Ho purtroppo la sensazione che il Pdl non potrà più aver speranze di ritornare ad essere quello di anni fa. Il problema è innanzitutto derivato dall'accanimento delle procure che ha creato la disaffezione per il leader e di conseguenza per gli altri esponenti, purtroppo la vulgata trova da ridire su tutti, non sono certamente politici di gavetta di sezione e quindi non sono strutturati sul territorio, vengono sempre visti come elementi finti o, come si diceva una volta del partito, di plastica. Questo non corrisponde minimamente alla realtà ma è solo frutto della aggressione concentrica di media, procure e avversari politici che hanno eroso il consenso instillando pure il fastidio di dover votare "turandosi il naso". Questo il punto: io voto B ma non mi turo il naso, anzi ne vado fiero, ma voterei tanti altri in particolare Alfano che ovviamente non potrà avere il carisma del Cav, ma chi ce l'ha? Quello nasce anche dalla storia di B e dai suoi successi nell'ambito imprenditoriale. Allora c'è quello che è poco carismatico, quello che è troppo aggressivo, sempre qualcosa che non va. Cosa ha Alfano che non va bene? La misura, la capacità di essere concreto e diretto, di riuscire a dibattere senza trascendere? Ecco il problema è che non c'è un problema da rimediare se non ricuperare la disaffezione della gente al voto e al partito, e questo sarà il punto critico specie in relazione a chi ha fatto da sempre del controllo del territorio il suo modo di fare politica. Dai tentativi di interviste fatte a Roma dalla Fogar, per “Quinta colonna” si è chiaramente visto l'effetto del martellamento: tutti uguali, tutti maneggioni, salvo poi che chi ha maggiormente agito è stato premiato dalla massa pecorona. È sintomatico il fatto che Alemanno che forse avrebbe potuto fare di più sia stato indicato come l'autore delle sfascio capitolino, delle ruberie e del dissesto finanziario oltre che stradale della capitale. È la stessa cosa accade ad ogni elezione a Napoli dove da tempo la giunta è retta da esponenti collegati al Pd, che ha fatto del clientelismo l'unica politica, eppure, ogni volta che ci sono elezioni sotto il Vesuvio la solfa non cambia.
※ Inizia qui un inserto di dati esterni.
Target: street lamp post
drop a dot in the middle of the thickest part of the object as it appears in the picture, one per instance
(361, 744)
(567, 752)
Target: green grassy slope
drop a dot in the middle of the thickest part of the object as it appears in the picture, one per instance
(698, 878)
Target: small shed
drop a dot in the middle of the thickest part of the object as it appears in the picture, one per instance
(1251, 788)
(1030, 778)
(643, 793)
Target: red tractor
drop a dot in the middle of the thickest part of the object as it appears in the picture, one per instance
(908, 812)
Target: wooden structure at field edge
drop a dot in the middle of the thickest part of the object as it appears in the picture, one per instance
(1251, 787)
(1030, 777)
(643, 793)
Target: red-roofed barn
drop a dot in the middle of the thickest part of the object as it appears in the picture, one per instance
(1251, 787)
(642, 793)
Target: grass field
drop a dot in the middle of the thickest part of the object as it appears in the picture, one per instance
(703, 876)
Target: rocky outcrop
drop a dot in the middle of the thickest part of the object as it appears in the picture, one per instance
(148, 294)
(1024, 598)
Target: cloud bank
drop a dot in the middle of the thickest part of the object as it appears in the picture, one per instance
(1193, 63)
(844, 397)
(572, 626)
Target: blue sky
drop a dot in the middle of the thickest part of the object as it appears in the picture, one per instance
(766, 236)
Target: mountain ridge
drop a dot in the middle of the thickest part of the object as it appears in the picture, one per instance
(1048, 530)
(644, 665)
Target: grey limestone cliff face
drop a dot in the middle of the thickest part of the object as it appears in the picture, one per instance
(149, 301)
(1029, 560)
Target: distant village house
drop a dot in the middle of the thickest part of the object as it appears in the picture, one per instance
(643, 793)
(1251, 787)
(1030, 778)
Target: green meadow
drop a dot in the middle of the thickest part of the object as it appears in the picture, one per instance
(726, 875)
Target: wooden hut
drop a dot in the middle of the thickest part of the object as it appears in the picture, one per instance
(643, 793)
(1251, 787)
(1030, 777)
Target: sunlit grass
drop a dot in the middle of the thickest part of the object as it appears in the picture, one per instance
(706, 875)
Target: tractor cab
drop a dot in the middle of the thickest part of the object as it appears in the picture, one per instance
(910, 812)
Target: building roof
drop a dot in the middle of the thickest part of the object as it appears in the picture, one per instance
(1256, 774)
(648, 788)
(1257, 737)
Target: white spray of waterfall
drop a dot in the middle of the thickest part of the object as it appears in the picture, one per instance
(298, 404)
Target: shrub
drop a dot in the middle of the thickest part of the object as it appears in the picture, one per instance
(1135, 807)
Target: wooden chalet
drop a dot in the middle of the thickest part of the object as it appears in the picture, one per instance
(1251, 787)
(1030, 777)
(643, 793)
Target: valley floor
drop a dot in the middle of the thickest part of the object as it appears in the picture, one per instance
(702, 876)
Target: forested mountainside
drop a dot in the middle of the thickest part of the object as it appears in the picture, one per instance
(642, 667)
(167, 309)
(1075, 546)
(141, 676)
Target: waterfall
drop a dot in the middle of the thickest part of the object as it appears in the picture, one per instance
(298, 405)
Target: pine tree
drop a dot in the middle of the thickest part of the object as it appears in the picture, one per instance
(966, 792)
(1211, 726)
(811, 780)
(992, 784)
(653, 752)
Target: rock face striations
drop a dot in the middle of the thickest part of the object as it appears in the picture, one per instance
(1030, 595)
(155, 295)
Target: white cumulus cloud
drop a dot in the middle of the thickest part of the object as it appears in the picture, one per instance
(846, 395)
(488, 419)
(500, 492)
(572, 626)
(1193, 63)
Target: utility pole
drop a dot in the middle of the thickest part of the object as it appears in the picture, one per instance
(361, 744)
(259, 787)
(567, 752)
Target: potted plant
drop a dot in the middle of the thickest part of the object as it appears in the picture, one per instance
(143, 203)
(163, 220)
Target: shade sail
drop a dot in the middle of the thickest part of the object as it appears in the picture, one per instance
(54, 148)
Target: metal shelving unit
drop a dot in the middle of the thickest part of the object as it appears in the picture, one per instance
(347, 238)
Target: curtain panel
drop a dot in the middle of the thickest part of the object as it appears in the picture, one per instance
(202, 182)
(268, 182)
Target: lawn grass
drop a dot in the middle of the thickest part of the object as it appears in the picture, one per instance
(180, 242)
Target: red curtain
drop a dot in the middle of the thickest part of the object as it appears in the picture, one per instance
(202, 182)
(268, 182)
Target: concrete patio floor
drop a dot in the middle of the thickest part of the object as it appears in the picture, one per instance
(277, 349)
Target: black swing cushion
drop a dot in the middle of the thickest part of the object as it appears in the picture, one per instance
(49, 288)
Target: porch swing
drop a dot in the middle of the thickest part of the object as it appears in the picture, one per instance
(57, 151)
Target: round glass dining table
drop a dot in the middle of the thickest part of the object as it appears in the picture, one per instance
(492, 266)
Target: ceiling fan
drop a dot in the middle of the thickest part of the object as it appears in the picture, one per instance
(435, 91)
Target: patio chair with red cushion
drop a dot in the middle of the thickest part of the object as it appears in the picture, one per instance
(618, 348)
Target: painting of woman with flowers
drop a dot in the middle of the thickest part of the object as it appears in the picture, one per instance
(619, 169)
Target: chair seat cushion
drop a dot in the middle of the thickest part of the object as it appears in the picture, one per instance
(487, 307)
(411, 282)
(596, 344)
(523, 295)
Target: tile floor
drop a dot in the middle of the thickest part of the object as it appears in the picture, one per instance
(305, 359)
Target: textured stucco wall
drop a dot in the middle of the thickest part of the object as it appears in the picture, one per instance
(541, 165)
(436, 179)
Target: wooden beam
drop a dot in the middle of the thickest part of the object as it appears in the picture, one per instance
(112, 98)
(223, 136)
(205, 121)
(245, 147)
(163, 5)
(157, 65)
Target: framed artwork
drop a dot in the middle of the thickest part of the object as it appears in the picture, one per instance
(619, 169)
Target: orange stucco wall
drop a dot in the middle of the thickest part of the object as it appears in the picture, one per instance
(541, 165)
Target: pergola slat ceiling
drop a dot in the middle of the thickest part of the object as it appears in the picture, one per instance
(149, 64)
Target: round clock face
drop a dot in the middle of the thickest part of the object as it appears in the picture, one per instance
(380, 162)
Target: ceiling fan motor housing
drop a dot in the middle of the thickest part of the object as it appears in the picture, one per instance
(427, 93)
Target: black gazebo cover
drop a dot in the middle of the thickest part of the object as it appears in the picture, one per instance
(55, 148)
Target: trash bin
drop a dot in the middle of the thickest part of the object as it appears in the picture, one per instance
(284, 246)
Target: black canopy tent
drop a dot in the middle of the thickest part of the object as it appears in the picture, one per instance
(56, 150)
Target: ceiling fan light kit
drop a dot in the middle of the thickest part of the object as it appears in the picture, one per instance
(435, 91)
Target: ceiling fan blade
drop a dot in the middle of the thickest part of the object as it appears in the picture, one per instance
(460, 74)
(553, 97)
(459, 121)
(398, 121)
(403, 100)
Sono stranamente sempre gli stessi che si presentano come il nuovo abbindolando la popolazione, che a distanza si ritrova con gli stessi problemi di degrado, crolli, immondizia, delinquenza, malaffare. Ma guai a cambiare!

acam

Mer, 12/06/2013 - 20:33

Se pre cisin scrive tanto é yke no riesce a focalizzare il fatto piu evidente 20 anni di politica che di questa scienza no ha avuto niente. Mitetizzazione di fatti e esposizione di menzogne. chi ha pensato di poter amministrare un patrimonio di debiti, ha clamorosamente fallito, solo io potrei riuscirci che non ho niente da perderci. :o)

Ritratto di Chichi

Chichi

Gio, 13/06/2013 - 10:45

E' come dice Sallusti. Ma starei attento a non vedere in ciò solo il capo carismatico. Anche Grillo a suo modo è carismatico, quando si limita ad essere un comico. Il carisma di Berlusconi si chiama capacità imprenditoriale e organizzativa, chiarezza di idee, chiaramente comunicate. Chi lo ascolta, e non è prevenuto contro di lui, si trova a dire "sì" a quanto egli afferma. Lo strano è che proprio nel raggruppamento del PdL ci sia gente che ritiene di dover mettere a riposo un capo quale, altri raggruppamenti, cercano in vano da anni. Quanto al risultato delle amministrative, non va dimenticata un'altra cosa: l'astensionismo, quando raggiunge certi livelli, per le sinistre è una manna. C'è un pacchetto di voti - quello del famoso zoccolo duro, ma soprattutto la massa enorme dei favoritismi clientelari - che più cala l'affluenza al voto e maggiormente incide in positivo, per le sinistre, nelle percentuali finali. Ridurre le tasse significa anche ridurre questo elemento distorsivo di una corretta competizione democratica. Parliamo di doping elettorale.